I'm pretty sure I'm not alone in that I have a quote that I come back to once in a while that helps keep me going and reminds me of why I am doing what I am doing in my classroom.

My quote came from an article written by Ann Kajander in the September 2005 OAME Gazette. Ann is an associate professor in the department of undergraduate studies in education and the recipient of 2014 Margaret Sinclair Memorial Award. I highly recommend her regular feature in the Gazette: Mb4T: Mathematics by and for Teachers.

The article was entitled "Supports for the Effective Implementation of The Revised Grade 9/10 Curriculum: The Role of Manipulatives in Making Algebra Meaningful".
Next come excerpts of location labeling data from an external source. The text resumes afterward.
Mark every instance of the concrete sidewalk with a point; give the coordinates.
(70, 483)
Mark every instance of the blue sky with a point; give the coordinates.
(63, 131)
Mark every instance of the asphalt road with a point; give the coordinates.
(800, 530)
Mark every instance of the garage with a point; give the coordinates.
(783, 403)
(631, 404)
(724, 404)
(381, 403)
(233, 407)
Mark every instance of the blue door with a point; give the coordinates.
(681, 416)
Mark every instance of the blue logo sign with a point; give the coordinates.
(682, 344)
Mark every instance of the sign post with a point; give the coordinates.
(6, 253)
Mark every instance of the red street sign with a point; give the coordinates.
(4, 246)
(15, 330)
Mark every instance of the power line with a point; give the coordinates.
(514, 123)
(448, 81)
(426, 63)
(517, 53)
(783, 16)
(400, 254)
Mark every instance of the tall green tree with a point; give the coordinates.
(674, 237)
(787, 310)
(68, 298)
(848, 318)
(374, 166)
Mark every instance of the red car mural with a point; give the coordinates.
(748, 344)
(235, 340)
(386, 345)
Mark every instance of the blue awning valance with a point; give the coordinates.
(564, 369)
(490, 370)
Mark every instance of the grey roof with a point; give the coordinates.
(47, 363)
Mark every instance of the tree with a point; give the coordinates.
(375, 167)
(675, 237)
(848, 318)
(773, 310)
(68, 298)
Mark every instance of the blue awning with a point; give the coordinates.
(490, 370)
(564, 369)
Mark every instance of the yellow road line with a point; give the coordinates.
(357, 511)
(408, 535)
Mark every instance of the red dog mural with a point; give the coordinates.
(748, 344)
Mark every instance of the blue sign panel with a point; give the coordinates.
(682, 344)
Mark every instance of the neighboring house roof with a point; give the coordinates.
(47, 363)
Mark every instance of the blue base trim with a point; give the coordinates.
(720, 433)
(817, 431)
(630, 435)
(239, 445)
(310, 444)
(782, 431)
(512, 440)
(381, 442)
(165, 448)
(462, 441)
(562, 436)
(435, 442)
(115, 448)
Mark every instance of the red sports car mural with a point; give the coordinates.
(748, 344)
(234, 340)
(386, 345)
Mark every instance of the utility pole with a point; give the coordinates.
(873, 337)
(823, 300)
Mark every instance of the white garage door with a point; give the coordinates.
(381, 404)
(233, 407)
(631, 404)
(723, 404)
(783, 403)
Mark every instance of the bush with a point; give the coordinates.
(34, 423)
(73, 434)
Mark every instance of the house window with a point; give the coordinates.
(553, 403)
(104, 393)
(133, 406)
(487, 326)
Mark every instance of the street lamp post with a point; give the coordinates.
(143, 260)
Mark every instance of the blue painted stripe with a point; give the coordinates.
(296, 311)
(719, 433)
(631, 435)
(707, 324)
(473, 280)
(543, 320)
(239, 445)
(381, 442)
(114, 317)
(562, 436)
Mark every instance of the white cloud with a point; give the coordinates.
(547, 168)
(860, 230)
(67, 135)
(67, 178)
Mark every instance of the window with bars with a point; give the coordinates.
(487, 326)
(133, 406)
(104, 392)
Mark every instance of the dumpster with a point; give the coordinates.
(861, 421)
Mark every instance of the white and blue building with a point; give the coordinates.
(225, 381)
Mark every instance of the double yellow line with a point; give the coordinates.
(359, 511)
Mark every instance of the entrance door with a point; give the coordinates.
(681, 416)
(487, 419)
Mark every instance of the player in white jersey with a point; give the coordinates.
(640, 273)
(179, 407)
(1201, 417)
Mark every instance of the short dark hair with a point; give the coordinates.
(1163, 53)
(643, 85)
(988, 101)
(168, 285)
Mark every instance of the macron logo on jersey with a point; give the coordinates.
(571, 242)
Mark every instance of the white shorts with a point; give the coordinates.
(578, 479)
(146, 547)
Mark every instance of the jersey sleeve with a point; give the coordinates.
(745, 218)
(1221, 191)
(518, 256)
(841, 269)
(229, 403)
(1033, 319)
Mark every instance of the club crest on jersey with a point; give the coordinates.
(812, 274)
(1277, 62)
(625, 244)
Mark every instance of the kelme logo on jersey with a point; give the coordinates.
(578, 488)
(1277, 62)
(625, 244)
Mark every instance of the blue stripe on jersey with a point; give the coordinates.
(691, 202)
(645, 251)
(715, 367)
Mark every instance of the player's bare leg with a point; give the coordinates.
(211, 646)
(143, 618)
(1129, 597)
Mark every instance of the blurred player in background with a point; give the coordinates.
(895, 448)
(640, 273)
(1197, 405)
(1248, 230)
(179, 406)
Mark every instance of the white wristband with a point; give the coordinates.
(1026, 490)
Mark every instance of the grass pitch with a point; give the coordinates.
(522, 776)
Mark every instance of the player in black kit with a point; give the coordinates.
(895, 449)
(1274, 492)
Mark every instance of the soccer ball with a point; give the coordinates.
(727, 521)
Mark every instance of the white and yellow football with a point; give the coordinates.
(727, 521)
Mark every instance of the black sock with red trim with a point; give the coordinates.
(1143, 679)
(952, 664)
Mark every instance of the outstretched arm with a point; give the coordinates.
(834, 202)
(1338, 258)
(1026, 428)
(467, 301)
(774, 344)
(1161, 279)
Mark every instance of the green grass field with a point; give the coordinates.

September 2005 OAME Gazette
The sentences that hit me squarely between the eyes were:

"Put bluntly, learning based purely on procedural methods has little meaning or long term retention for most students, and does not facilitate the depth of understanding needed to use math for any worthwhile endeavor outside (or inside) of school. Even more bluntly, its boring, demeaning, and encourages the all-too-prevalent perception that mathematics is difficult, useless and unintelligible."

Sometimes it isn't a quote itself that makes the impact although it plays a big part. Sometimes you have to be ready for the message. I guess the quote hit me at the right time and the right place. I had been struggling for a while in my teaching and recall relating to a colleague that was teaching Grade 10 Applied math with me that I was bored out of my mind. And if I was bored out of my mind I couldn't imagine how the students felt! That feeling coupled with what I read in the article was the catalyst that changed everything for me in my teaching. We redesigned the course with the idea that a good task was key to bringing the math out and would lead to that deep understanding. 

I can clearly remember playing the game of frogs to introduce quadratic relations and having the vice-principal walk in while students were jumping around the room. Or building tetrahedral pyramids that outgrew what our classroom could contain. All of the work we did to redesign the grade 10 course made us want to share the learning and so we presented at OAME in 2006. Our workshop title was Grade 10 Applied: The New Frontier. And on the last slide of our slide deck was what all good workshops should end with...a quote. Guess which one appeared on our last slide?

I would love to hear what quotes have inspired you in your own teaching. Feel free to leave them in the comments section. Thanks!